T-Bills as futures margin

Discussion in 'Financial Futures' started by erlewine, Apr 3, 2006.

  1. Just a few general questions on how brokers manage margin requirements when T-Bills are involved. Assume your brokerage lets you apply 100% of face value to margin requirements (no haircut).

    You open an account at XYZ Futures brokerage by depositing $10k in T-bills; you have no cash balance. You go long one ES (assume margin requirement $4000 initial/$3000 maintenance).

    a) Can you initiate that long position without having any cash balance?

    b) Next day, ES drops such that you incur a $1000 paper loss, but you're still comfortably within maintenance margin requirements. As I understand, your broker has to mark-to-market and settle with the exchange in cash at the end of each trading day, even though the position is open. Where does the $1000 in cash come from since you're physically invested in T-Bills?

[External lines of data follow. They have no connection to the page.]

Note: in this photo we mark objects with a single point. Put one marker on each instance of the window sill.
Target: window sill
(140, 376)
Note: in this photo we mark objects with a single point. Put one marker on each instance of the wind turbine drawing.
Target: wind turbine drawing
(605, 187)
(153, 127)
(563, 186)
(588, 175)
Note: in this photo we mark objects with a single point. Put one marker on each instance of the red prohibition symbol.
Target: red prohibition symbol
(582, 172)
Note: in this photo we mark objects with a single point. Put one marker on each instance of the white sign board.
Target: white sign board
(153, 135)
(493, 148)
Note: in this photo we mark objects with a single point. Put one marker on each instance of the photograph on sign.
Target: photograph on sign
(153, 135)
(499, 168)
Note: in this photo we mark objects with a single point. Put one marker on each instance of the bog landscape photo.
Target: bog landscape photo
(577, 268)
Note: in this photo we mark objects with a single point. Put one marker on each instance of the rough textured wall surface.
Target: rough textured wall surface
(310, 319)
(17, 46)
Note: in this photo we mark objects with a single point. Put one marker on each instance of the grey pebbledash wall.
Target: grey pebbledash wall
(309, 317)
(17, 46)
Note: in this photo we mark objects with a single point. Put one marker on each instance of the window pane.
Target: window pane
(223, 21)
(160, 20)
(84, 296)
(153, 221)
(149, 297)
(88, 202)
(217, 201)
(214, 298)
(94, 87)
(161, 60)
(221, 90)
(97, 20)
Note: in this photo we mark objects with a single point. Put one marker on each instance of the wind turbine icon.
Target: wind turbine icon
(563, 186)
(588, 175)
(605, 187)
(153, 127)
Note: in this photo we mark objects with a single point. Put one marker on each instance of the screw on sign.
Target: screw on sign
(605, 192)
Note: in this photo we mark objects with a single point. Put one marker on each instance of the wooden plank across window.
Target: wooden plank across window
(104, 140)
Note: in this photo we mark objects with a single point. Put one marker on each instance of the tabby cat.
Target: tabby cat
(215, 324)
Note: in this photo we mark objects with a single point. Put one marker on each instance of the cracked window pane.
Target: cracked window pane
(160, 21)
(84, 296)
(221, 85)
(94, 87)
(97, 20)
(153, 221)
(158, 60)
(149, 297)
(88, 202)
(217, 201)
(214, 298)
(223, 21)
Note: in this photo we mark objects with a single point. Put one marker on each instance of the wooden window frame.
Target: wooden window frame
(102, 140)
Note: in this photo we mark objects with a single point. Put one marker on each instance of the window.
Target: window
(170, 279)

    c) ES continues to drop, now you have a $2000 paper loss and decide to liquidate. What is standard operating procedure for the broker here - do they call you to cough up the cash, or do they just automatically "break" your T-bill position?
  2. Excellent questions - I'd like to hear from any brokers here on this. From my experience, the T-Bill option is only made available when you have "excess" collateral in your margin account. In other words, it's discretionary by the broker based on your trading patterns and margin account size. My broker and I have "split" the difference. Some margin money goes in T-Bills and I get interest on the rest (but at a lower rate than T-Bills by a few basis points).
  3. range


    IB allows you to earn short-term interest rates on all funds over $10K. Avoids all the machinations involved in moving funds into/out-of T-bills. Customer-friendly model, IMHO.
  4. I've heard the advantage to putting Tbills into your account is that the Tbills are in your name in case the brokerage firm goes under.
  5. That is an excellent point.

    The answer the first posts question, If you don't have the cash to meet your loss, you will get a TBill call, and if you don't put in more cash, they will break your Tbill to cover.
  6. My experience... 1st there is a call from the broker asking if I want to deposit additional funds *immediately* or break the T-Bill... my choice.
  7. Surdo


    RJO/TS gives you 3 days to either put up more dough or break the Bill.
  8. Not that I'm naive enough to believe there isn't some way to get screwed out of your money, but I thought segregated customer accounts provide very good protection if a firm goes under. According to press reports, the Refco futures customers' money remained intact through the problems (except for Jim Rogers). Would t-bills provide any additional protection?
  9. Losing your money is indeed a really worst case scenario, only if your broker is so bad nobody wants to buy his customers base.

    T-bills, like stocks or bonds are protected by SIPC up to $500,000, I believe. Cash is not (or very small protection)
  10. You should not buy t-bills with all the cash balance. 70% may be ok, assuming your loss would be no more than 30%.